ニュース解説

三菱UFJとAkamaiが「新型ブロックチェーン」で合弁会社、その意味は

毎秒100万件と従来技術より圧倒的に高速な決済処理を狙う

 株式会社三菱UFJフィナンシャル・グループ(以下、MUFG)と米Akamai Technologies, Inc.(以下、Akamai)は2月12日、両社が独自開発した「新型ブロックチェーン」を活用した決済ネットワークの提供を目指し、合弁で新会社「Global Open Network株式会社」を設立すると発表した(発表資料関連記事)。その内容について現時点で分かっていることをお伝えする。

 新会社は資本金2億5000万円、出資比率はMUFGが80%、Akamaiが20%。新会社は2020年上期までをめどに「新型ブロックチェーン」を基盤としたオープンなペイメント(決済)ネットワークの提供を目指す。

従来技術以上の高速処理を求めてブロックチェーン技術に注目

 両社の「新型ブロックチェーン」とは、どのような技術なのだろうか。一言でいえば、Akamaiが提供する高速なエッジプラットフォームを前提に、従来型技術よりも高スループットの決済処理の提供を目指す独自のブロックチェーン技術と考えられる(スループットはシステム全体での単位時間あたり処理性能を指す用語)。

 両社は、2018年5月に「新たなペイメントネットワークのサービス提供へ向けた新型ブロックチェーンの開発について」と題する発表を行っている(発表資料)。発表資料には、「決済処理速度2秒以下、世界最速の取引処理性能毎秒100万件超の取引」と具体的な性能が記されている。さらに、機能拡張により「毎秒1000万件」への展望も可能と記している。

 MUFGでは、ブロックチェーン技術を活用する場合、「ノード間のネットワーク速度」と「ノード内のブロック生成、検証の所要時間」の2点を高速にすれば、取引の高速化が可能になると考えた。前者はAkamaiのエッジプラットフォーム(Akamai Intelligent Platform)を活用することで達成し、後者は独自ソフトウェア開発により達成したとしている。

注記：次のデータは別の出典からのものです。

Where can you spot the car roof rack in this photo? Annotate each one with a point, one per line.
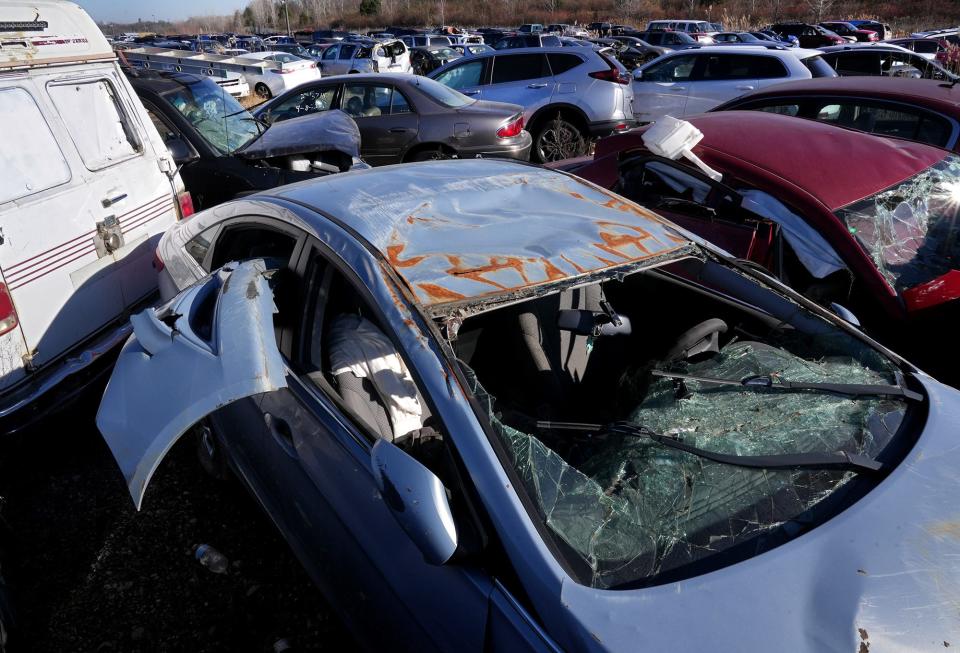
(180, 61)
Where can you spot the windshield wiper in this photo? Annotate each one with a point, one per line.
(815, 460)
(776, 383)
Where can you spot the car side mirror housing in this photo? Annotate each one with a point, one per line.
(417, 499)
(845, 313)
(181, 151)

 いわゆるコンソーシアム型ブロックチェーン技術(例えばHyperledger Fabric)の利用例では、処理性能の高速化のために同一拠点の少数のノード数で合意形成を行うやり方を取る場合がある。MUFGの発表資料では、このやり方を「可用性のメリットが失われる」と批判する(可用性とは運用停止時間の短さを示す用語)。また、Bitcoinのレイヤー2技術と呼ばれることもあるLightning Networkでは、ブロックチェーンの外側のノード間で高速高頻度の決済を実施し、その合算結果だけをブロックチェーンに記録する。このようなやり方については「詳細な取引記録が残るというブロックチェーンの本来の機能が損なわれる」と批判している。つまり、MUFGは多数のノードが地理的に分散することによる高可用性を重視し、かつブロックチェーン上にすべての取引が記録される形での高速化を重視していることが分かる。

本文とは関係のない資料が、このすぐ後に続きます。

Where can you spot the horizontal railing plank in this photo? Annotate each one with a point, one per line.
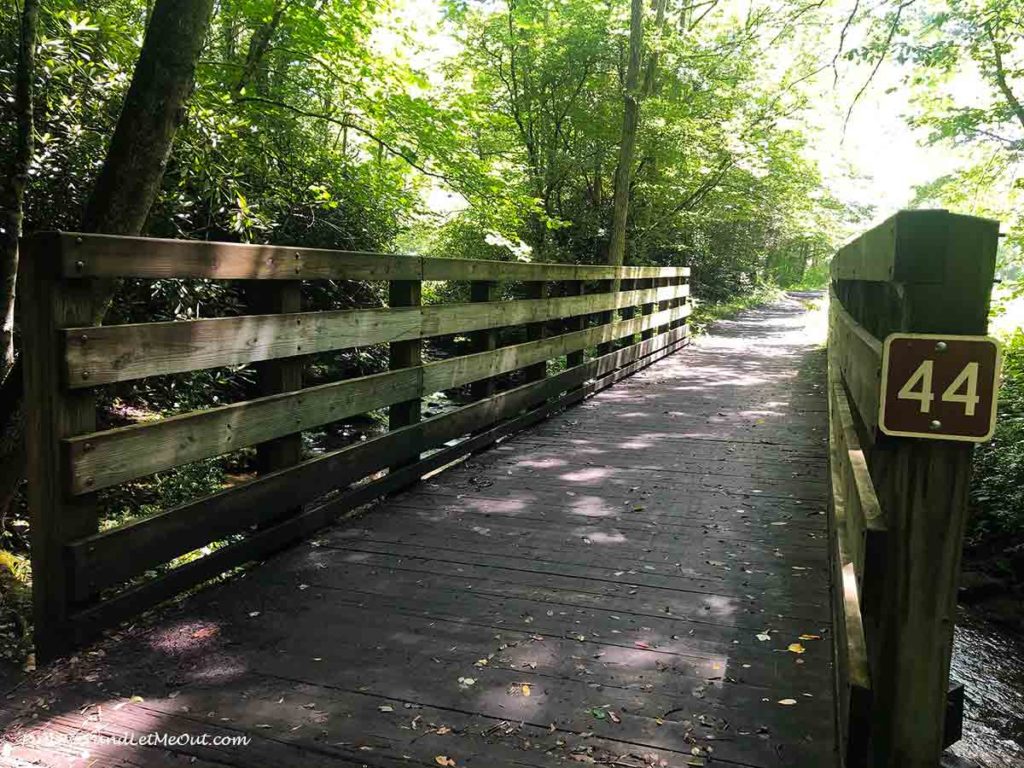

 開発チームへのインタビュー記事(日経BP 浅川直輝氏による)では興味深い情報を引き出している。この「新型ブロックチェーン」技術では決済ネットワークJ-Mupsの開発を指揮した三菱UFJニコスCTOの知見を反映しているとある。またBitcoinの仕組みを参考にしたと記されている。ブロック間隔は、Bitcoinでは10分であるのに対して「新型ブロックチェーン」試作システムでは100msと大幅に短い。これはAkamaiの高速ネットワークを前提とすることで実現できたと考えられる。Bitcoinとは異なりPoW(Proof of Work)は用いないが、合意形成アルゴリズムはBitcoin類似としており、6ブロック作成の時点で決済完了とみなす。これはBitcoinなどパブリックブロックチェーンで用いられる確率的な合意形成を用いることを示す。この点でも、ファイナリティ(決済の確定性)を重視した合意形成を行う従来のコンソーシアム型ブロックチェーン技術とは発想が異なる。ノード数を大きくとり地理分散するには、確率的な合意形成の方が適していたと考えることもできるだろう。

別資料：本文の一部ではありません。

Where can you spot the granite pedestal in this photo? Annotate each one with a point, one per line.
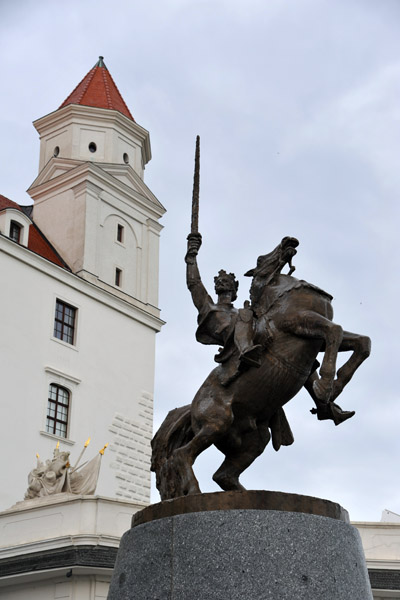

 毎秒100万件と高速な決済処理は、従来型のデータベース管理システム(DBMS)を活用したシステムでは難しいとMUFGは結論付けた。その背景として、従来のDBMSではデータの更新は同期処理、つまり一件ずつ処理していくやり方を基本としていることがある。一方、ブロックチェーンは多数の取引(トランザクション)をまとめた「ブロック」単位で処理を実行する。つまり非同期処理のやり方を取る。非同期処理は処理の遅延が大きくなるのと引き換えにスループット(システム全体での単位時間あたりの処理性能)を高くでき、処理要求が一時的に殺到する状況(スパイク)にも対処しやすいというメリットがある。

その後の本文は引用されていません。